Comment fait-on, déjà ?

Photo © Ernesto Timor - La belle assise (before)

shot: may 17 | printed: today | lyon | how does it feel

Extrait, indiscrétion, mignonnette — appelez-ça comme vous voudrez — d’un corps de photos plus conséquent, déroulé dans son intégralité prochainement. Titre encore indécis pour ce nouveau huis-clos minimaliste perché dans des combles recuits par les ans… Ce sera niché en Enfer, bien sûr !

Elan vital

Photo © Ernesto Timor - Lancer de cordeau sur menhir

shot: apr 17 | printed: today | brittany | hasta siempre

Je ne sais pas bien quoi dire de l’actu nationale, à part “faites pas les cons”, ce qui n’a jamais convaincu personne, et surtout pas ceux dont la jugeote n’en finit pas de se dissoudre dans de l’infect alcool de patrie.

En lot de consolation, un mot de mon actu perso, modeste et dérisoire au demeurant, mais faire œuvre collective entre gens ouverts à l’inconnu c’est déjà une preuve de vie hein… Pour que tu perdes pas le fil s’est donc projeté comme prévu à Lyon jeudi 27 avril, avec les audaces guitaristiques de Jeff Duschek pour faire de ce photo-ciné-concert un événement bien au-delà du prévu ! Nous reviendrons, nous jouerons encore, là ou ailleurs, et je poursuis les prises de vue de ce work in progress (l’image ci-dessus en est d’ailleurs un avant-goût en terres bretonnes) !
Quant à l’expo de Mes champs visuels, elle reste accrochée à l’accueillante Méduze jusqu’au 16 mai, aux irrégulières heures d’ouverture et aussi sur rendez-vous (bref on s’arrange) !

Pas d’embrouille

Photo © Ernesto Timor -

shot: nov 15 | reprinted: today | paris | easy binding

Où je vous reparle en clair du projet Pour que tu ne perdes pas le fil !
En vrai ça se déroule tranquille ces petits préparatifs, et donc tout soudain les Lyonnais et les voyageurs pourront découvrir la face A et la face B d’Ernesto au cordeau !
Face A : accrochage de 8 grands tirages extraits de la suite Mes champs visuels.
Face B : Pour que tu ne perdes pas le fil, 7 ou 8 courts films photographiques, projetés le soir du vernissage : Jeff Duschek performera en live leur bande son post-rock !
Ces réjouissances sont proposées dans le cadre du vernissage de l’exposition Tiré au cordeau, avec aussi les images de Emre Orhun et Shneckewurst, et c’est jeudi 27 avril 2017 à partir de 19 h à La Méduze (Lyon 1er) !
Plus de détails sur tout ça : www.ernestotimor.com/cordeau

Retour de clic-clac

Photo © Ernesto Timor - clic-clac

shot: jan 07 | reprinted: jan 17 | paris | single bed [series]

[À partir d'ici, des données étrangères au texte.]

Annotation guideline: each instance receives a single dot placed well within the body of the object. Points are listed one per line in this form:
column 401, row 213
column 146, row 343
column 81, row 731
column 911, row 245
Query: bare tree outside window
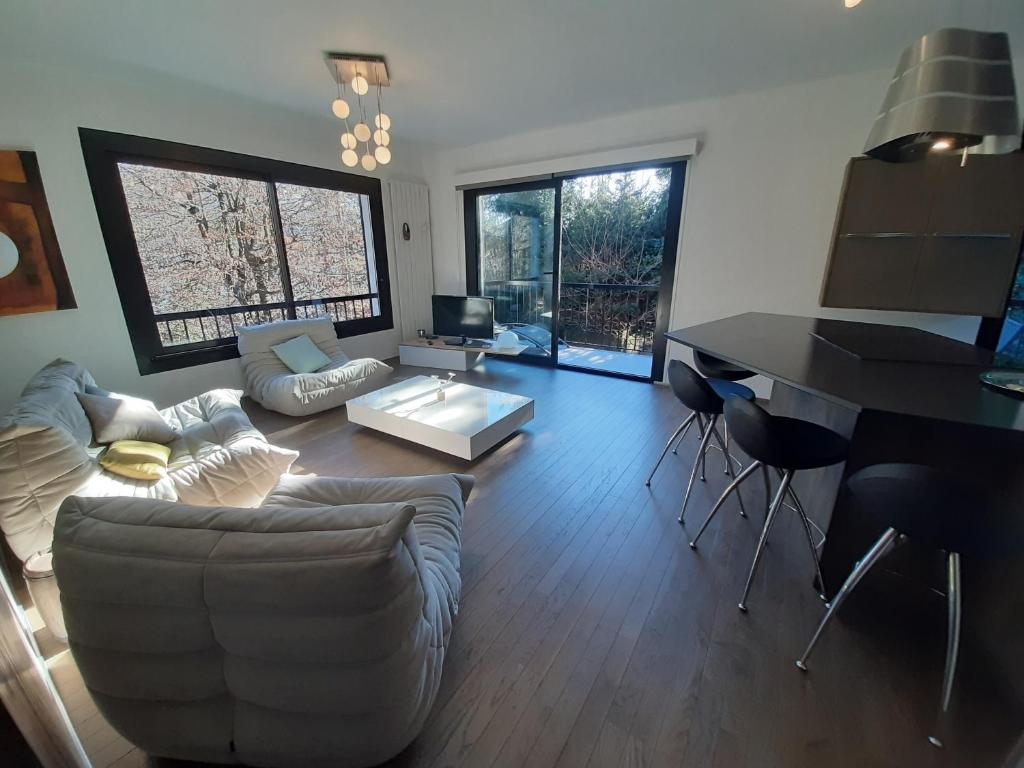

Cette image est extraite de Clic-clac, une nouvelle arrivée au rayon séquences photographiques. Les images ont pile 10 ans d’âge, ce qui est tout frais c’est l’impulsion de compilation, le coup de flip-book presque (les images de la série sont au nombre de 33 !).

Dites 33, et le convertible venu du froid s’éveillera. […] Ce n’est pas ma seule tentative de performance photographique frontale sur canapé / divan / sofa, mais c’est la plus ancienne et quelque part la plus légère et jolie (des notions qui ne sont pas forcément en haut de mon échelle de valeurs infernale). Le suédois démonté n’y est pour pas grand chose, par contre la parfaite Marine y est pour beaucoup…

Extrait de la présentation d’intro.

A découvrir dans son intégralité en Enfer : Clic-clac [Single Bed]



En attendant la fille du père Noël

Et non je ne m’appelle pas Jean-Balthazar. Quoique, il y a bien des cieux où l’on m’appelle Jean-Nesthor… Ça me fait penser que cette image ne va pas longtemps rester seule, la petite robe écarlate non plus, une mignonne séquence de derrière les fagots arrive ces jours-ci. Si mignonne que j’hésite à la mettre en Enfer (d’ailleurs je n’y enferme plus personne, avez-vous noté ?)…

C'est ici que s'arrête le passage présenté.